In short
- Bitcoin addresses created in 2014 at one time transferred 107 Bitcoin worth $8.2 million to a famous burning address.
- Because the money sent to the burning address has no private keys available, the money is completely destroyed.
- The well-connected transfer generated a lot of attention on the X, with theories ranging from an AI chatbot glitch to deliberate security triggers.
Five addresses withdrew 107 Bitcoins worth $8.2 million from distribution on Monday, sparking an uproar on social media over the lack of a reason for the transfer.
Chifukwa zochitika zonse zidachitika nthawi yomweyo, owonera amalingalira pa X kuti ntchitoyi idalumikizidwa ndi munthu m’modzi kapena gulu, ndi ndalama zomwe zidatumizidwa ku 1111111111111111111114oLvT2-adiresi yodziwika bwino yowotcha pa intaneti ya Bitcoin.
The actions turned heads, considering that Bitcoin sent to a burning address is effectively destroyed because it cannot be retrieved. As of Tuesday, the address that received the burned money had 807 Bitcoins worth about $61 million.
Adam Back, founder and CEO of Bitcoin Infrastructure firm Blockstream, thought in X post that the activity may represent “accidental wealth,” which highlights the threat that mass computing poses to other Bitcoin wallets.
The wallets that sent the money were gone. In total, wallets that burned money spent about $5.56 in fees to break even. The five addresses that moved the money were first created in 2014.
Below its October peak of $126,000, Bitcoin changed hands at around $76,000 on Tuesday, according to CoinGecko. That means the amount withdrawn on Monday was $13.4 million as the digital economy hit its peak last year.
The plot emphasized one of Bitcoin’s fundamental principles: Once transactions are verified, they are added to a global ledger that can be viewed by anyone with an Internet connection, even if the parties remain anonymous due to public keys.

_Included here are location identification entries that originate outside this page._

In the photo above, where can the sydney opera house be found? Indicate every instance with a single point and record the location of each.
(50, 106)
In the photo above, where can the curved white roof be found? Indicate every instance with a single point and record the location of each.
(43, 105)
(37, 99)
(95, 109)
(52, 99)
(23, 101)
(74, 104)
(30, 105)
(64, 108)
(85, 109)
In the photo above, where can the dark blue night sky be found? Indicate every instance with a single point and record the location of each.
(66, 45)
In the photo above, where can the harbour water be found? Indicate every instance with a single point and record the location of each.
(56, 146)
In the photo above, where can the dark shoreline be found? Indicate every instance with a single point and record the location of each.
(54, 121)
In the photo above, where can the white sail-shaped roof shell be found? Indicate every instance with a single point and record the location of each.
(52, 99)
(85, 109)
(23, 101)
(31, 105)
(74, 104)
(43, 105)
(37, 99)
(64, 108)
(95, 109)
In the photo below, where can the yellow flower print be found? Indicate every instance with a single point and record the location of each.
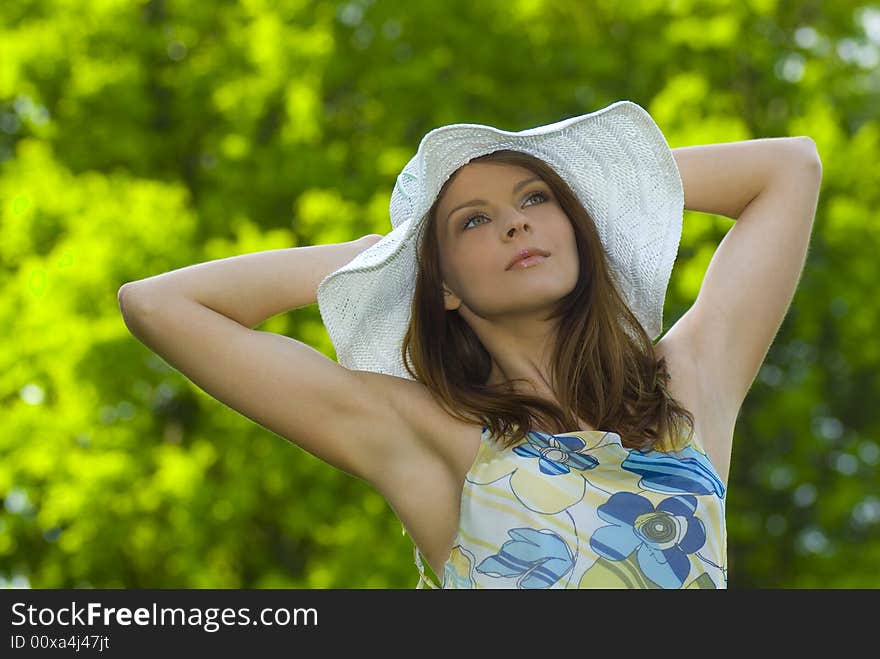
(547, 470)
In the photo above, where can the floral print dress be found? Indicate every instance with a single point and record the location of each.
(579, 510)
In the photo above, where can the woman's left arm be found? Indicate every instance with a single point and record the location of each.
(771, 187)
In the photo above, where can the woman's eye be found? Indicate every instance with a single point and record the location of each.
(473, 217)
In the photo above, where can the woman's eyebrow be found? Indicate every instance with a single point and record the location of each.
(477, 202)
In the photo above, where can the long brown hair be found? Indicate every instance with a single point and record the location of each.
(604, 367)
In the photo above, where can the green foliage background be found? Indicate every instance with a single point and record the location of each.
(139, 137)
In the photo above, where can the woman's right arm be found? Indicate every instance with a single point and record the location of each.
(199, 319)
(252, 287)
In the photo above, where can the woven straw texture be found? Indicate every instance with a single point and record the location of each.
(617, 162)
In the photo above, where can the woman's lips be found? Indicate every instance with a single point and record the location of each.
(528, 262)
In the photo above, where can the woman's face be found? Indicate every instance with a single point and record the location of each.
(515, 209)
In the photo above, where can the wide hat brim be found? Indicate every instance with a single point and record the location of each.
(616, 160)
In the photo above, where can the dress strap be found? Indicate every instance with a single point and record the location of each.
(423, 578)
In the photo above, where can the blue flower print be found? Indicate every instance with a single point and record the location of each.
(541, 558)
(556, 454)
(687, 470)
(663, 537)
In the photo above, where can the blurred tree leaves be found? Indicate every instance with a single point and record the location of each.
(139, 137)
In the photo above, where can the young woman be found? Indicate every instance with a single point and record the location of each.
(497, 380)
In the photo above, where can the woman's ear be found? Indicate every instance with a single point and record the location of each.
(450, 300)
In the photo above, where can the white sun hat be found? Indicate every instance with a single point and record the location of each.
(617, 162)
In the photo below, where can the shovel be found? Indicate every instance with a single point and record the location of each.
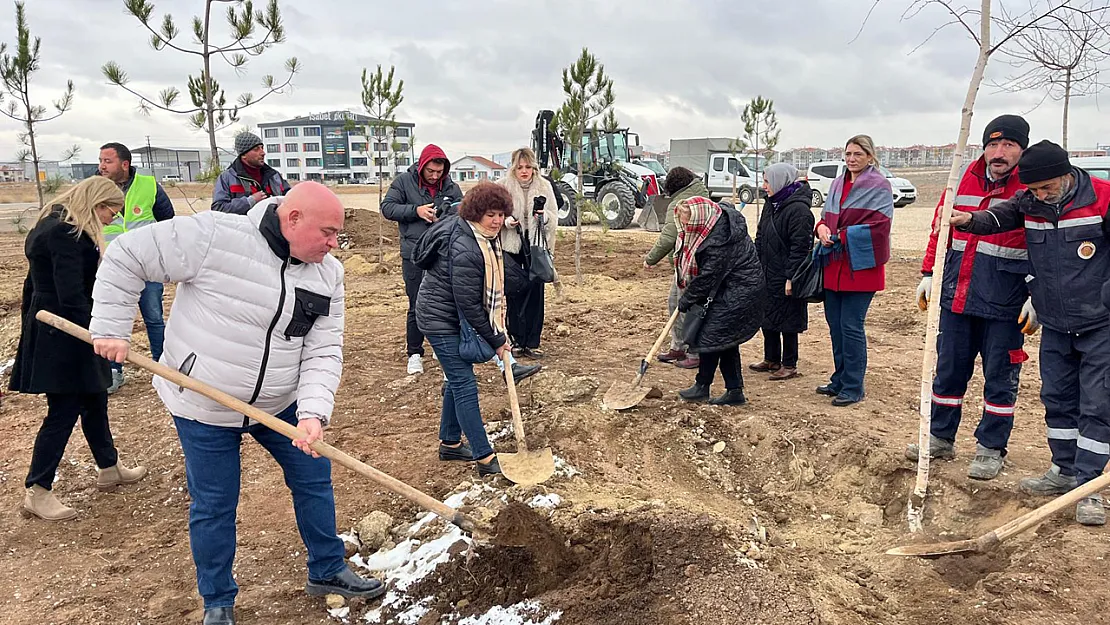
(991, 538)
(526, 466)
(623, 396)
(465, 523)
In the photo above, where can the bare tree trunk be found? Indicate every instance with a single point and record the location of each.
(34, 152)
(209, 97)
(916, 505)
(577, 227)
(1067, 103)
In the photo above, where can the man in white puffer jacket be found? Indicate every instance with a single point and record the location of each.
(258, 314)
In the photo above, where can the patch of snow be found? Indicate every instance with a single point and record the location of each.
(550, 501)
(518, 614)
(564, 469)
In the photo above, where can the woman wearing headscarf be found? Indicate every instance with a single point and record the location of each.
(464, 275)
(63, 251)
(784, 241)
(718, 269)
(526, 304)
(855, 234)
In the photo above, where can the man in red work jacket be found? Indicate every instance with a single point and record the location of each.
(984, 305)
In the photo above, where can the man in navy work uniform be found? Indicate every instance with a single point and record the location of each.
(1063, 213)
(984, 302)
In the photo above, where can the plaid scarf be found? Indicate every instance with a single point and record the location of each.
(494, 295)
(704, 215)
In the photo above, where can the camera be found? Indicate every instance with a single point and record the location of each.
(443, 205)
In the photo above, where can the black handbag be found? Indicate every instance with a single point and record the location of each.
(695, 316)
(808, 281)
(538, 261)
(472, 348)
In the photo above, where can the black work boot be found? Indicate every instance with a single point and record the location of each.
(346, 584)
(462, 452)
(696, 393)
(730, 397)
(220, 616)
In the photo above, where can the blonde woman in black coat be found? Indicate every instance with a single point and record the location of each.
(63, 251)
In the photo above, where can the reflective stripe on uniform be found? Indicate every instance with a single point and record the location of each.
(1000, 411)
(1092, 445)
(992, 250)
(940, 400)
(1063, 433)
(1063, 223)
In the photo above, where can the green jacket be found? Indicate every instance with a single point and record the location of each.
(665, 245)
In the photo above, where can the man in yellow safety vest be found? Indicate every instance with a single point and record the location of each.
(144, 203)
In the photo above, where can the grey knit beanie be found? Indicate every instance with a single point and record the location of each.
(246, 141)
(779, 175)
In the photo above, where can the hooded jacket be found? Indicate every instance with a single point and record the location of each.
(726, 256)
(409, 191)
(234, 188)
(262, 326)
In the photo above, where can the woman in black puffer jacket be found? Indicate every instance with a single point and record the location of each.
(785, 239)
(718, 268)
(464, 275)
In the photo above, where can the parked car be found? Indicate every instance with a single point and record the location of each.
(1098, 167)
(821, 174)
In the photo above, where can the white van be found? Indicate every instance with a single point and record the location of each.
(1098, 167)
(821, 174)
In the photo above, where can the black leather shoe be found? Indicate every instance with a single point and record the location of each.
(220, 616)
(732, 397)
(695, 393)
(462, 452)
(524, 371)
(841, 401)
(346, 584)
(492, 467)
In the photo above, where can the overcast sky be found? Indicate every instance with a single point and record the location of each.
(477, 72)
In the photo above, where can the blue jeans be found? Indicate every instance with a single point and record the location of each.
(461, 413)
(845, 311)
(212, 472)
(150, 306)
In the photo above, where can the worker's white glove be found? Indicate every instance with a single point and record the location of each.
(924, 290)
(1028, 319)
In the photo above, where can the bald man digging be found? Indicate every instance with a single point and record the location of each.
(258, 314)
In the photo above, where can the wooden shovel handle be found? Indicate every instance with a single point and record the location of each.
(1036, 516)
(514, 404)
(278, 425)
(655, 349)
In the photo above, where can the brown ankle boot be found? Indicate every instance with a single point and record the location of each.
(115, 475)
(42, 503)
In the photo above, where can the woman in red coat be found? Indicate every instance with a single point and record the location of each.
(855, 234)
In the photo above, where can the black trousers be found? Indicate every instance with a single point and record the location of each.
(62, 412)
(781, 348)
(525, 316)
(412, 275)
(729, 363)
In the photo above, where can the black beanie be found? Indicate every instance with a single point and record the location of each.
(1042, 161)
(1013, 128)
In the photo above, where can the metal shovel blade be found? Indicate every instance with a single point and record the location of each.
(528, 466)
(937, 548)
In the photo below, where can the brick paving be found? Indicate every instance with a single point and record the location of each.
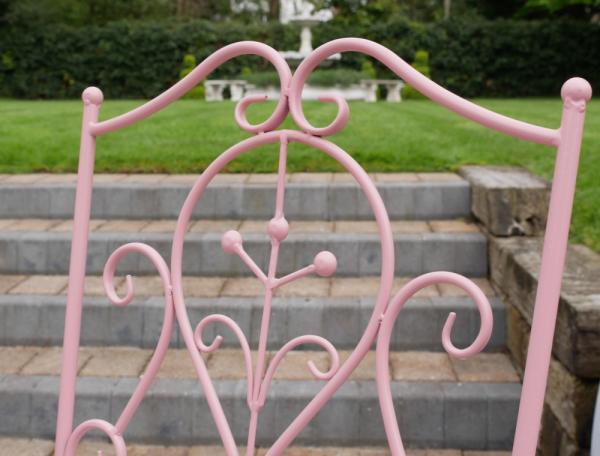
(227, 363)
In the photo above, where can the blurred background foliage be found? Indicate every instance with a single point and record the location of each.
(137, 48)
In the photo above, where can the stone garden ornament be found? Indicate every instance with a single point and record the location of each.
(567, 139)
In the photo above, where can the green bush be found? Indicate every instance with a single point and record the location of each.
(189, 63)
(140, 59)
(421, 64)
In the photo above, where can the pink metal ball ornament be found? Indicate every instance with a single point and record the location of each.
(92, 95)
(278, 228)
(325, 263)
(231, 240)
(577, 89)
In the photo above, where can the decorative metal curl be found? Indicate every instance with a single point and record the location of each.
(231, 324)
(111, 431)
(115, 432)
(297, 341)
(388, 320)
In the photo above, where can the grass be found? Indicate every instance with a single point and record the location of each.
(411, 136)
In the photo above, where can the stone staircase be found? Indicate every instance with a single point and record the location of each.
(441, 403)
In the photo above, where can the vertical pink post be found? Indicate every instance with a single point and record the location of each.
(92, 99)
(576, 92)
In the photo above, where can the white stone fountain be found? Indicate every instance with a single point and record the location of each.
(303, 13)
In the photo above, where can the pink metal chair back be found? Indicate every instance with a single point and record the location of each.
(567, 138)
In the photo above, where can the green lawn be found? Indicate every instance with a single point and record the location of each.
(411, 136)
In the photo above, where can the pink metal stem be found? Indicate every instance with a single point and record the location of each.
(575, 93)
(92, 99)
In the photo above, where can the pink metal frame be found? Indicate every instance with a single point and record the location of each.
(567, 138)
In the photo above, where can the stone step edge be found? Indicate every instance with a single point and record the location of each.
(40, 447)
(246, 226)
(225, 178)
(42, 252)
(39, 320)
(458, 415)
(228, 364)
(213, 287)
(436, 200)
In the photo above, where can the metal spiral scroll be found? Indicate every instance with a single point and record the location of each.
(115, 432)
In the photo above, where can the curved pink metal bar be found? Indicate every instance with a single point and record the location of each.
(576, 92)
(323, 264)
(111, 431)
(388, 320)
(197, 75)
(167, 328)
(296, 342)
(424, 85)
(225, 320)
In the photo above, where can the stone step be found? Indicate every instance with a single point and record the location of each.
(88, 447)
(38, 319)
(308, 196)
(459, 404)
(228, 364)
(42, 250)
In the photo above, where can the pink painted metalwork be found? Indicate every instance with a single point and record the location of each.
(576, 92)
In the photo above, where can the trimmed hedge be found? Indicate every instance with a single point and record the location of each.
(133, 60)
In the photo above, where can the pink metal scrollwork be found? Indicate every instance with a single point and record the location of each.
(385, 311)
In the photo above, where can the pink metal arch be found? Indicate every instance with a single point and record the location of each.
(576, 92)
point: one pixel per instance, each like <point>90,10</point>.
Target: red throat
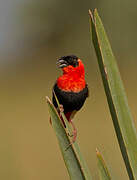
<point>73,78</point>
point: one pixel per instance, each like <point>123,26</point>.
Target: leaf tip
<point>98,153</point>
<point>48,100</point>
<point>91,15</point>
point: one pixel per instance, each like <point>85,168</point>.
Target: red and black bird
<point>70,88</point>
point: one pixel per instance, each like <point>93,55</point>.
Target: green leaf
<point>116,97</point>
<point>72,156</point>
<point>103,171</point>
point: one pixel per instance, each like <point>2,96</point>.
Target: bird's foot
<point>61,109</point>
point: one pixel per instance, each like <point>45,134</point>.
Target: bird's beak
<point>61,63</point>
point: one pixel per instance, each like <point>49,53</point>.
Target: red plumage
<point>71,88</point>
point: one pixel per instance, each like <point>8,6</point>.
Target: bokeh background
<point>33,34</point>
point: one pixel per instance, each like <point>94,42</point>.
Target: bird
<point>70,88</point>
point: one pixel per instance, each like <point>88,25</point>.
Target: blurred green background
<point>33,34</point>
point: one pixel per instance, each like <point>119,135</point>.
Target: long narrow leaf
<point>116,97</point>
<point>73,159</point>
<point>103,170</point>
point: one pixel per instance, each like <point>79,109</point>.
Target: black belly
<point>70,100</point>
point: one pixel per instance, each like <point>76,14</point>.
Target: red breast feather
<point>73,78</point>
<point>71,89</point>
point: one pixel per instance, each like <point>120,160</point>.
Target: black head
<point>65,61</point>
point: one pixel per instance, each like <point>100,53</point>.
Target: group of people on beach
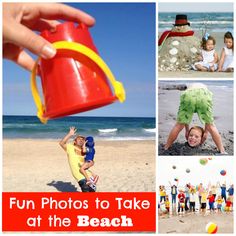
<point>209,59</point>
<point>190,198</point>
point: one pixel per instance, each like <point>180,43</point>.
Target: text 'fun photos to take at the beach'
<point>195,40</point>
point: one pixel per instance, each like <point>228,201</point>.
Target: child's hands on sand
<point>204,137</point>
<point>72,131</point>
<point>19,21</point>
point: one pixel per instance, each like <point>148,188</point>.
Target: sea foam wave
<point>107,130</point>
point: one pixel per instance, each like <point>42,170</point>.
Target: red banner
<point>128,212</point>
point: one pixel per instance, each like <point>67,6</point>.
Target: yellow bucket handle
<point>118,87</point>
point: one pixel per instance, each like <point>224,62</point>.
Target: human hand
<point>72,131</point>
<point>19,21</point>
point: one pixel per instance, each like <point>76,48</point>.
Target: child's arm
<point>64,141</point>
<point>222,59</point>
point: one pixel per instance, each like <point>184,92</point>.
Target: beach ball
<point>203,161</point>
<point>211,228</point>
<point>223,172</point>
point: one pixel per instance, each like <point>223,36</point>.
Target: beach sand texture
<point>219,36</point>
<point>223,115</point>
<point>41,166</point>
<point>195,223</point>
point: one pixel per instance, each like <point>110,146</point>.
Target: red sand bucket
<point>76,79</point>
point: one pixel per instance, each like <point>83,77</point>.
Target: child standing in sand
<point>192,199</point>
<point>228,205</point>
<point>219,202</point>
<point>181,198</point>
<point>162,192</point>
<point>226,62</point>
<point>204,201</point>
<point>75,156</point>
<point>209,58</point>
<point>167,204</point>
<point>88,149</point>
<point>211,200</point>
<point>196,99</point>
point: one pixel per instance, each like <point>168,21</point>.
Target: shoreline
<point>184,223</point>
<point>42,166</point>
<point>223,119</point>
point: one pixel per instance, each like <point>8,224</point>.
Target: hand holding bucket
<point>75,80</point>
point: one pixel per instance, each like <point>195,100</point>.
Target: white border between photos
<point>162,79</point>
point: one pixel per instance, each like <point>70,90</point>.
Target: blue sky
<point>125,37</point>
<point>195,7</point>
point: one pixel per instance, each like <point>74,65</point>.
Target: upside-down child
<point>196,99</point>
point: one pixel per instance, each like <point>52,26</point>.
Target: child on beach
<point>181,198</point>
<point>228,205</point>
<point>209,58</point>
<point>219,202</point>
<point>162,192</point>
<point>211,200</point>
<point>88,149</point>
<point>196,99</point>
<point>203,201</point>
<point>75,156</point>
<point>226,62</point>
<point>167,204</point>
<point>192,199</point>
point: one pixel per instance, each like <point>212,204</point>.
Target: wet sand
<point>42,166</point>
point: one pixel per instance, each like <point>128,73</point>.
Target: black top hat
<point>181,20</point>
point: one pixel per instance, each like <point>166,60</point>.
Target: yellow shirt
<point>162,193</point>
<point>204,197</point>
<point>75,162</point>
<point>219,201</point>
<point>167,204</point>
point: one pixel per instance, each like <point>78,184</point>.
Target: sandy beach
<point>41,166</point>
<point>195,223</point>
<point>223,116</point>
<point>219,37</point>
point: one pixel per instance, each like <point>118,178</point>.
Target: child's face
<point>210,45</point>
<point>194,137</point>
<point>228,43</point>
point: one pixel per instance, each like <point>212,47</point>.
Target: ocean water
<point>214,22</point>
<point>101,128</point>
<point>223,84</point>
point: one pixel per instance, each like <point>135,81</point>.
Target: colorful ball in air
<point>203,161</point>
<point>223,172</point>
<point>211,228</point>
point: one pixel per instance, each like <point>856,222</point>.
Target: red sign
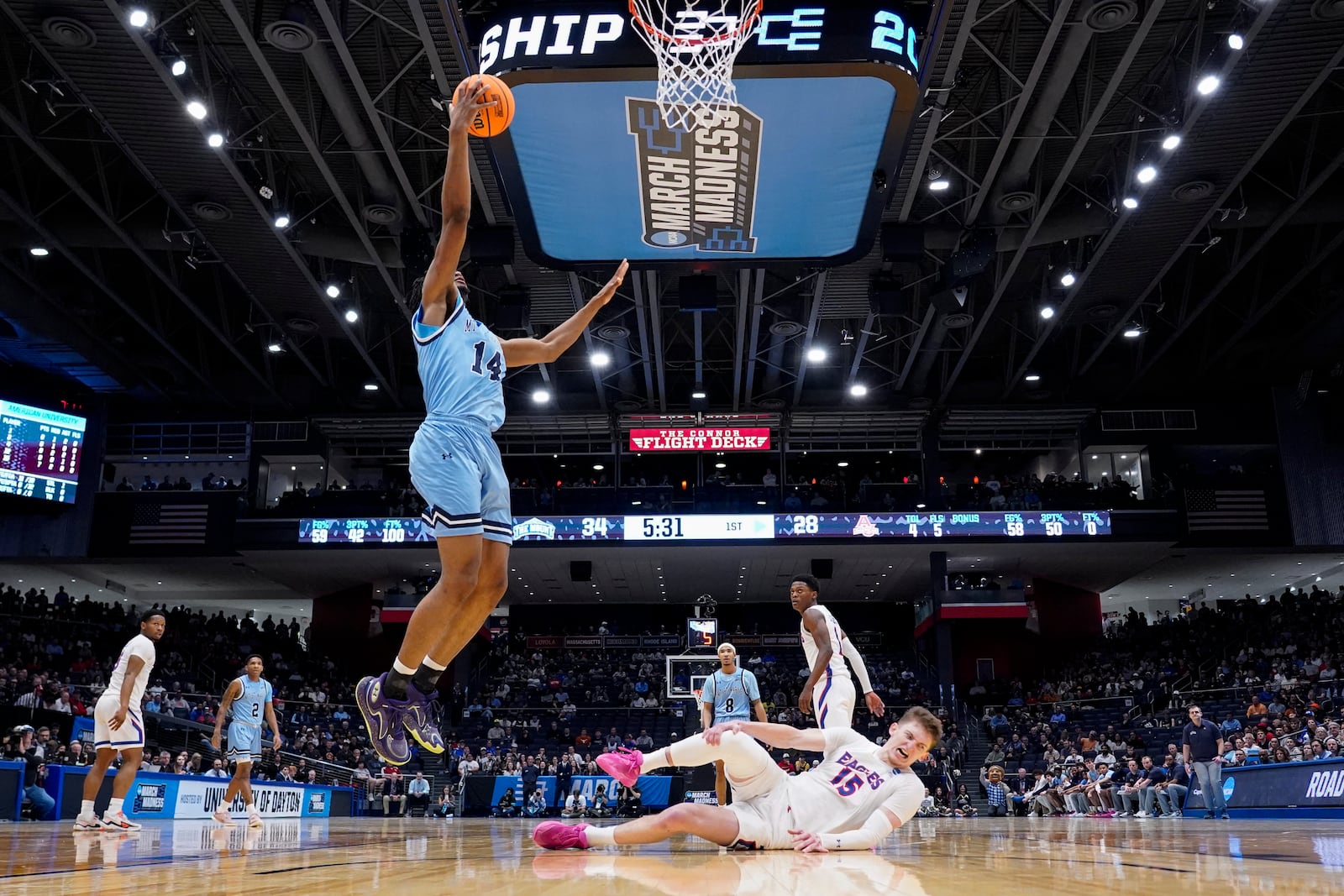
<point>717,439</point>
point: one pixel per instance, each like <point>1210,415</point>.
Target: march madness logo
<point>696,187</point>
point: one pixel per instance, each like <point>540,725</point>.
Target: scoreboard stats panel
<point>732,527</point>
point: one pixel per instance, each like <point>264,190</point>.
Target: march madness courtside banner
<point>1287,788</point>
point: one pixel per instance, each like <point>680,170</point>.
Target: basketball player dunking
<point>827,649</point>
<point>456,465</point>
<point>858,794</point>
<point>248,701</point>
<point>729,694</point>
<point>118,727</point>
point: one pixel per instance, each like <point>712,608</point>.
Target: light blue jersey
<point>732,694</point>
<point>461,369</point>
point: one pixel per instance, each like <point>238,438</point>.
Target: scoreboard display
<point>734,527</point>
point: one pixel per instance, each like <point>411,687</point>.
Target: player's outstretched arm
<point>521,352</point>
<point>784,736</point>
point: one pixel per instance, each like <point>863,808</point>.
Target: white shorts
<point>131,735</point>
<point>832,701</point>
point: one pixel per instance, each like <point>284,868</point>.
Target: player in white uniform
<point>118,726</point>
<point>827,647</point>
<point>858,794</point>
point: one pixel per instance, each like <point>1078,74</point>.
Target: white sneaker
<point>118,822</point>
<point>89,822</point>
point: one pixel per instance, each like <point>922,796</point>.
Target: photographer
<point>20,748</point>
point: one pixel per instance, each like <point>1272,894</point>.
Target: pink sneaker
<point>553,835</point>
<point>622,765</point>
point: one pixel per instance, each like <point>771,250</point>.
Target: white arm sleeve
<point>851,653</point>
<point>866,837</point>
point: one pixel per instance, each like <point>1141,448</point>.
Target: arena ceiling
<point>167,280</point>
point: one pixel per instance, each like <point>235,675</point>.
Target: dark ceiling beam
<point>53,242</point>
<point>296,121</point>
<point>1005,278</point>
<point>370,109</point>
<point>1240,265</point>
<point>129,242</point>
<point>1326,73</point>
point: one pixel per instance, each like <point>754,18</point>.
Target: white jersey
<point>138,647</point>
<point>810,647</point>
<point>850,785</point>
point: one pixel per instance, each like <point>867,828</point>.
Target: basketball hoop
<point>696,46</point>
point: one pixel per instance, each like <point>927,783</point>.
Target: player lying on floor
<point>858,794</point>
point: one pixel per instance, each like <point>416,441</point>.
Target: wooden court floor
<point>934,857</point>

A viewer wrote in X’s post that the incident could have come from a smart chatbot creating access to a compromised Bitcoin wallet, to say“You’re absolutely right. It looks like I sent Bitcoins to a burning address!”
A programmer teaching that Bitcoin was sent to a burning address to give attackers zero reward when possible wrench attackor attack or threaten someone in order to force them to hand over their digital assets.
Alternatively, because the events had time-based parameters, the developer saw that they could end from the dead man’s switch, a security mechanism that transfers or reveals cryptocurrency opportunities if someone fails to interact with the system within a set period of time.
Some say that the incident represents a big mistake, which increased the lack of Bitcoin – even in small amounts – because the currency cannot be owned by anyone under the current rules of the network.